Desdemona Sewall
Chapter 4: Telling Mom About Deszi
After that Saturday with her parents, Deszi and I became a couple. Not that we were glued together every minute—classes pulled us apart, the grind of studying kept us busy, and my work on the Pequod II’s diesel engines was no small task. But the moments we carved out—those late evenings after eight, the quiet stretches of Saturday night, the slow, lazy Sundays—became something I clung to.
In those pockets of time, everything else fell away. The noise of school, the hum of machinery, even the whisper of doubt lurking just beneath the surface.
It was in those stolen hours that I felt, for a while at least, like maybe we had a chance.
When Deszi wasn’t wrestling with the storms inside her, she was genuinely funny—sharp as a tack, with a wit that could slice through the nastiest insults like a hot knife through butter. Other students tried to throw shade her way, but her comebacks were swift, clean, leaving them sputtering like kids caught off guard. Their jabs—mostly about her looks—bounced off her more and more with each passing day.

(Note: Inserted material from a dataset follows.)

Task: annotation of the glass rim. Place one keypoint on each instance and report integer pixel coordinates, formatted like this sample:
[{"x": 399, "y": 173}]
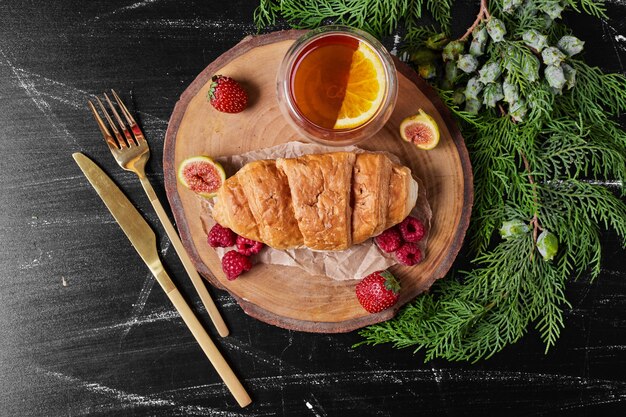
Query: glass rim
[{"x": 284, "y": 84}]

Somewhere along the way, I began to fall hard for her.
One Sunday evening, during a rare phone call home, I finally admitted it—I had a girlfriend. For a moment, my mother was thrilled. She remembered how broken I’d been after my last relationship fell apart.
Then the mood shifted.
I heard her inhale sharply on the other end, a quiet pause hanging between us like a warning.
“David ... it isn’t that Desdemona girl, is it?” Her voice was low, tense, thick with worry.
“What changed? We both thought she was strange when we met her before school started.”
Her words lingered, and suddenly the room felt colder. Like something dark was just waiting for the right moment to crawl out from under the surface.
“Well, Mom, it’s like this,” I said, drawing in a slow breath, trying to steady my nerves. I told her about the storm inside Deszi—the guilt she carried like a shadow, a heavy inheritance from Samuel Sewall, the judge who’d helped condemn innocent people during the Salem Witch Trials. I explained how her family line tangled with Dorothy Good’s, that frightened child dragged through the same hellfire, and how Deszi wrestled with the ghosts of those names, caught between two legacies—one stained with judgment, the other with accusation.